Una fitta rete di piccolissimi tunnel che collegano lo spazio interno all'esterno per facilitare la ventilazione, ridurre l'inquinamento indoor e massimizzare il comfort interno. Un esempi perfetto di bioedilizia? No, la descrizione di un Termitaio
L’obiettivo della ricerca è produrre il metamateriale stampato in 3D per edifici passivi capaci di autoregolarsi a livello termico
(Rinnovabili.it) – Ancora una volta è la natura ad ispirare la creatività umana. Tra le innumerevoli costruzioni prodotte dal mondo animali, i termitai sono senza dubbio un esempio unico di ingegneria. Sono esattamente queste costruzioni ad aver ispirato il team di ricercatori dell’Università di Lund e della Nottingham Trent University impegnati nella realizzazione di edifici passivi capaci di consumare meno energia, mantenendo elevato il comfort interno e abbattendo le emissioni di carbonio connesse all’uso di aria condizionata.
In uno studio pubblicato su Frontiers in Materials i ricercatori hanno mostrato come gli intricati tunnel dei termitai possano ispirare l’ingegneria delle costruzioni.
Il complesso d’uscita
I ricercatori si sono concentrati sullo studio di una particolare tipologia di macro termite della Namibia. I termitai di questa specie possono essere composti oltre un milione di individui, nonostante ciò il micro clima interno alla costruzione di fango è sempre perfetto, nonostante il variare delle temperature esterne.

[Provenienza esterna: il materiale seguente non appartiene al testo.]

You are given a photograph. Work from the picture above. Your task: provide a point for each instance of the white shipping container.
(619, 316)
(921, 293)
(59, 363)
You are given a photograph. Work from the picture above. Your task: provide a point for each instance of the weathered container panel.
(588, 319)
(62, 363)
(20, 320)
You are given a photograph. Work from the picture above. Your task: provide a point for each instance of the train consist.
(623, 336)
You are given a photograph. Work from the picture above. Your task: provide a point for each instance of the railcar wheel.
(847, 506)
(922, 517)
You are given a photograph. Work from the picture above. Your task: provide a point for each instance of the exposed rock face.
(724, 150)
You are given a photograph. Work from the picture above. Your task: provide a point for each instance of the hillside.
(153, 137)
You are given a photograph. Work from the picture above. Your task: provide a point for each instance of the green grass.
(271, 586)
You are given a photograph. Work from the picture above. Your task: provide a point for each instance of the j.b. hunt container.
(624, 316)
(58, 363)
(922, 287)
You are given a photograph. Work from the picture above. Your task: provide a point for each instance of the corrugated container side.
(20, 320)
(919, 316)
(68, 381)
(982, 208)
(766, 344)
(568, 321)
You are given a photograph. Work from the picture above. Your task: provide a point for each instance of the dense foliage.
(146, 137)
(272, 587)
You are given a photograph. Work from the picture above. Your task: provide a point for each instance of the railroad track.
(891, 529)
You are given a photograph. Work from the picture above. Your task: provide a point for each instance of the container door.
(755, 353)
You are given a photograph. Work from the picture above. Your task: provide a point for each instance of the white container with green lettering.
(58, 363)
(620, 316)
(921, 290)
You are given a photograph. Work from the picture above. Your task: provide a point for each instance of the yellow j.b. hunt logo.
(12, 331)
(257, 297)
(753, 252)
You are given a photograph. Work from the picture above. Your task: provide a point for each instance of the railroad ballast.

A fare la differenza è l’intricata rete di tunnel esterni larghi tra i 3 mm e i 5 mm che collega i condotti più ampi dell’interno. Durante la stagione delle piogge, tra novembre ed aprile, la rete esterna si estende sulla superficie a nord direttamente esposta al sole di mezzogiorno. Negli altri periodi dell’anno invece le termiti tengono bloccati i tunnel d’uscita esterna. In questo modo il complesso termitaio è pensato per consentire l’evaporazione dell’umidità in eccesso, pur mantenendo sempre adeguata la ventilazione. Ma in che modo si potrebbe trasferire questa caratteristica alla progettazione di edifici passivi?
Riprodurre il metamateriale con la stampante 3D
Per capire il funzionamento di questo ingegnoso meccanismo, i ricercatori hanno riprodotto con la stampa 3D un frammento di questa rete di tunnel di uscita dello spessore di circa 4 cm con un volume di 1,4 litri e il 16% dei tunnel.
Con un altoparlante hanno simulato il vento guidando una miscela di ossigeno e CO2 attraverso il frammento, monitorando il trasferimento dell’aria grazie ad un sensore. Sono riusciti così a determinare che, a determinate frequenze, il vento in ingresso genera delle particolari turbolenze interne, il cui effetto è quello di allontanare i gas nocivi e l’umidità dal cuore del termitaio.
“Quando si ventila un edificio, si vuole preservare il delicato equilibrio di temperatura e umidità creato all’interno, senza ostacolare il movimento dell’aria viziata verso l’esterno e l’aria fresca verso l’interno. La maggior parte dei sistemi HVAC fanno fatica a farlo. Qui abbiamo un’interfaccia strutturata che consente lo scambio di gas respiratori, semplicemente guidati da differenze di concentrazione tra un lato e l’altro. Le condizioni all’interno sono così mantenute”, ha spiegato il Dr. Rupert Soar, professore associato presso la School of Architecture, Design and the Built Environment della Nottingham Trent University.
Ciò che i ricercatori proveranno a fare nel prossimo futuro sarà trasferire le proprietà igrotermiche del termitaio all’involucro degli edifici passivi. Il risultato saranno muri stampati in 3D contenenti una rete di micro tunnel aperti verso l’esterno, attraverso sensori e attuatori incorporati l’aria verrà spostata a seconda dell’esigenza, utilizzando piccolissime quantità di energia.
“La stampa 3D su scala edilizia sarà possibile solo quando saremo in grado di progettare strutture complesse come in natura. Il complesso di uscita dei tunnel è un esempio di una struttura complicata che potrebbe risolvere più problemi contemporaneamente: mantenere il comfort all’interno delle nostre case, mentre si regola il flusso di gas respiratori e umidità attraverso l’involucro dell’edificio” conclude Soar. “Siamo vicinissimi alla transizione verso una costruzione simile alla natura: per la prima volta, potrebbe essere possibile progettare un vero edificio vivente e che respira”.